To further unravel the influence of MoKDCDH and MoP5CDH on the generation of asexual spores in the rice blast fungi, we instituted relevant sporulation assays to examine the quantum and morphology of asexual spores generated by MoKDCDH and MoP5CDH knock-down mutants relative to the wild type. The results obtained from these investigations showed that the RNAi-mediated silencing of MoKDCDH and MoP5CDH drastically compromised sporulation characteristics of both MoKDCDH and MoP5CDH knock-down mutants (Figures 3E,F). We also showed that MoKDCDH exclusively played a role in modulating conidia morphogenesis; hence, MoKDCDH knock-down mutants displayed abnormal conidium morphogenesis, conidium septation, germination, and appressorium morphogenesis (Figure 3G). Conversely, MoP5CDH knock-down strains displayed intact conidia and appressorium morphology with no visible septation and germination defects (Figure 3H), and we further observed that downregulating the expression activities of MoKDCDH to levels below 50% had lethal effect. Hence, the resultant mutants displayed short lifespan (could not be stored beyond 3 months). From these results, we inferred that MoKDCDH likely mediates conidia and appressoria morphogenesis in the rice blast fungus through direct or indirect regulation independent pathways that are not under the collective influence of the family-four ALDHs. The additional results derived conidia-mediated infection assays showed that both MoKDCDH and MoP5CDH knock-down strains with substantially reduced expression activities failed to induce blast infection, and as a result, susceptible rice seedlings sprayed inoculated independently with conidia from MoKDCDH and MoP5CDH knock-down strains in suspension displayed reduced lesions (Figures 3I,J).

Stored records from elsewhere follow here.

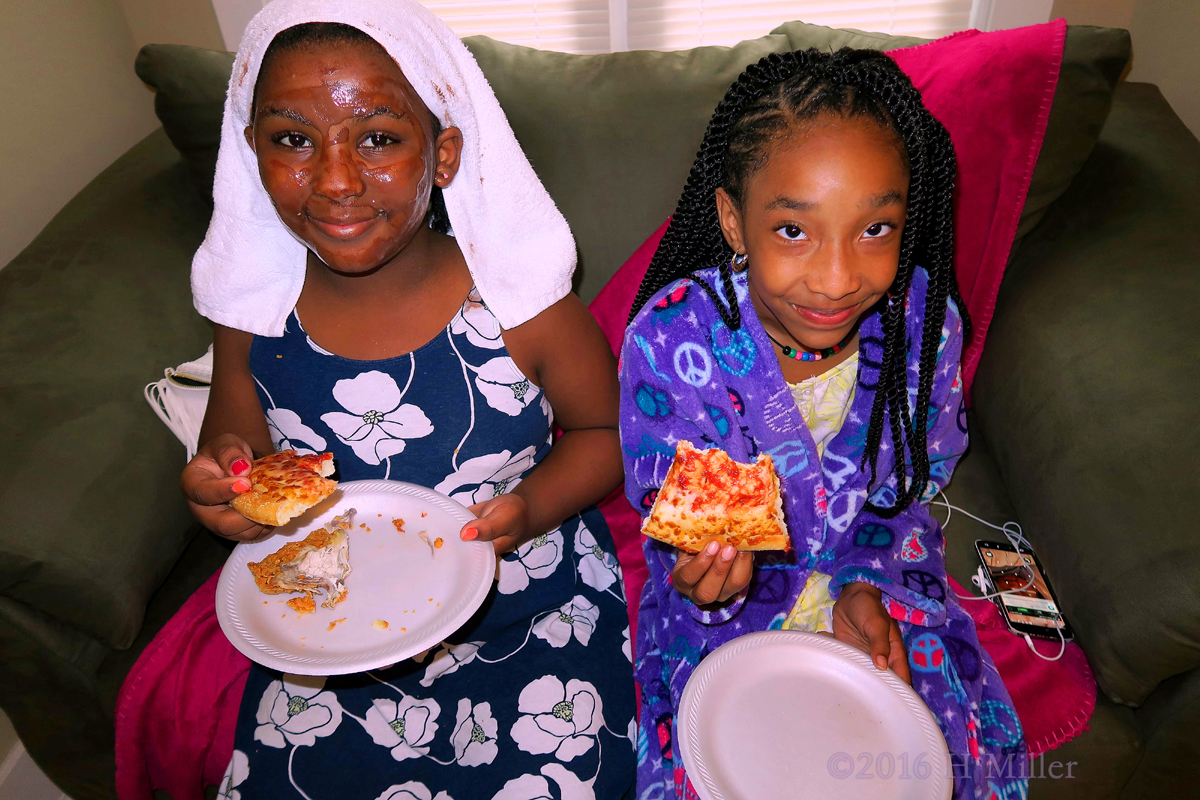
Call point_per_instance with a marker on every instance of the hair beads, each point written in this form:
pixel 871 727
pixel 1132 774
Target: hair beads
pixel 771 98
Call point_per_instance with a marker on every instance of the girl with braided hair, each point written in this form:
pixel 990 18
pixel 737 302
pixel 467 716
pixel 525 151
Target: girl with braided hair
pixel 803 305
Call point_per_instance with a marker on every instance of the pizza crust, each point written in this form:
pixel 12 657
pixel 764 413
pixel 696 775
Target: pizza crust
pixel 318 564
pixel 707 495
pixel 283 485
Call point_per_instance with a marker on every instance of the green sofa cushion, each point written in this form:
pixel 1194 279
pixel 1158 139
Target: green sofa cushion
pixel 90 312
pixel 1087 396
pixel 613 136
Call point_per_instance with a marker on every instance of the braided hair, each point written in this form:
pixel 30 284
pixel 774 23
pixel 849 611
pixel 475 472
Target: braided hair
pixel 315 35
pixel 762 106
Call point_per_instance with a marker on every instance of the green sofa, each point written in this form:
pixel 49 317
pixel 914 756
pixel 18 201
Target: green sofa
pixel 1084 425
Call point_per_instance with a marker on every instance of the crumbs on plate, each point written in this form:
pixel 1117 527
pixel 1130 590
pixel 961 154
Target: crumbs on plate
pixel 303 605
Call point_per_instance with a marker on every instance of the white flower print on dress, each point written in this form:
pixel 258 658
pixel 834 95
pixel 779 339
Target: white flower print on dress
pixel 478 323
pixel 535 559
pixel 411 791
pixel 535 787
pixel 486 476
pixel 295 711
pixel 449 659
pixel 377 423
pixel 474 734
pixel 406 727
pixel 237 773
pixel 504 385
pixel 576 618
pixel 556 719
pixel 288 432
pixel 598 569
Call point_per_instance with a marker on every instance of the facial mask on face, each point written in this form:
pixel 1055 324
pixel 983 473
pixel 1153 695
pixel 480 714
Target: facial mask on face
pixel 249 272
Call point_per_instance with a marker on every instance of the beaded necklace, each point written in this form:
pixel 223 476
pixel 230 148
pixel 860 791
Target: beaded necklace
pixel 803 355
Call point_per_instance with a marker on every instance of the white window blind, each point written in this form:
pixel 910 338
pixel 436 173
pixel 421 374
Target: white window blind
pixel 567 25
pixel 603 25
pixel 677 24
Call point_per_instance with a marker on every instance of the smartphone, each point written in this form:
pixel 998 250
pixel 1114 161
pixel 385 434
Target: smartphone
pixel 1032 609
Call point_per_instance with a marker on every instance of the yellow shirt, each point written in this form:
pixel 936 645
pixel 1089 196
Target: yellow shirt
pixel 825 402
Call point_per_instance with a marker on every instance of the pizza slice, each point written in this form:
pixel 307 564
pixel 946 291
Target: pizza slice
pixel 709 495
pixel 283 486
pixel 318 564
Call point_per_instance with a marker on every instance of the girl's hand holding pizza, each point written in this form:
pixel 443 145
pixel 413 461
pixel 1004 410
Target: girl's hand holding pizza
pixel 859 619
pixel 503 521
pixel 217 474
pixel 714 575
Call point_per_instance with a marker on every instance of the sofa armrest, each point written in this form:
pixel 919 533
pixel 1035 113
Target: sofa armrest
pixel 1087 395
pixel 90 312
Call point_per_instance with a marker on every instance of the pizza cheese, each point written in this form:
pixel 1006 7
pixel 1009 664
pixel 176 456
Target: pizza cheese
pixel 708 495
pixel 318 564
pixel 283 486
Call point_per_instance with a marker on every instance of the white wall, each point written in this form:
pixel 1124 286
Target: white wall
pixel 173 22
pixel 1165 43
pixel 72 106
pixel 1167 52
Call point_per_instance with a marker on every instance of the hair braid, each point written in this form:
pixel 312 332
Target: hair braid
pixel 760 108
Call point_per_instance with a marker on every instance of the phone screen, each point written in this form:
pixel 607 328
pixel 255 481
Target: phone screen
pixel 1032 606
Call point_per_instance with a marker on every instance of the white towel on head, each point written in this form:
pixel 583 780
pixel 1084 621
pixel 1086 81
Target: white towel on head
pixel 250 270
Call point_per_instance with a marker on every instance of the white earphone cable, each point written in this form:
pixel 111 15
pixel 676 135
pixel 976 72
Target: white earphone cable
pixel 1015 536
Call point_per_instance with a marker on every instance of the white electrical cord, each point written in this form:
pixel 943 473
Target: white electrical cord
pixel 1015 537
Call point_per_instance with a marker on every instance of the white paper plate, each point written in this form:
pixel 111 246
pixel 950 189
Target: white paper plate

MoKDCDH and MoP5CDH are family-four aldehyde dehydrogenases, and we showed that MoKDCDH and MoP5CDH knock-down mutants with <50% expression activity were nonpathogenic. Growth records obtained from this study showed that the silencing of MoKDCDH and MoP5CDH also caused a significant reduction in vegetative growth and adequately support our conclusion that the full participation of family-four aldehyde dehydrogenases (potassium-activated aldehyde dehydrogenase and delta-1-pyrrorine-5-carboxylate dehydrogenase) is likely necessary for growth, virulence, and pathogenicity of the rice blast fungus during host–pathogen interaction. This position is firmly supported by previous research findings, which equally showed that potassium-activated aldehyde dehydrogenase in Colletotrichum acutatum functions as a pathogenicity factor that promoted disease development (Guidarelli et al., 2011).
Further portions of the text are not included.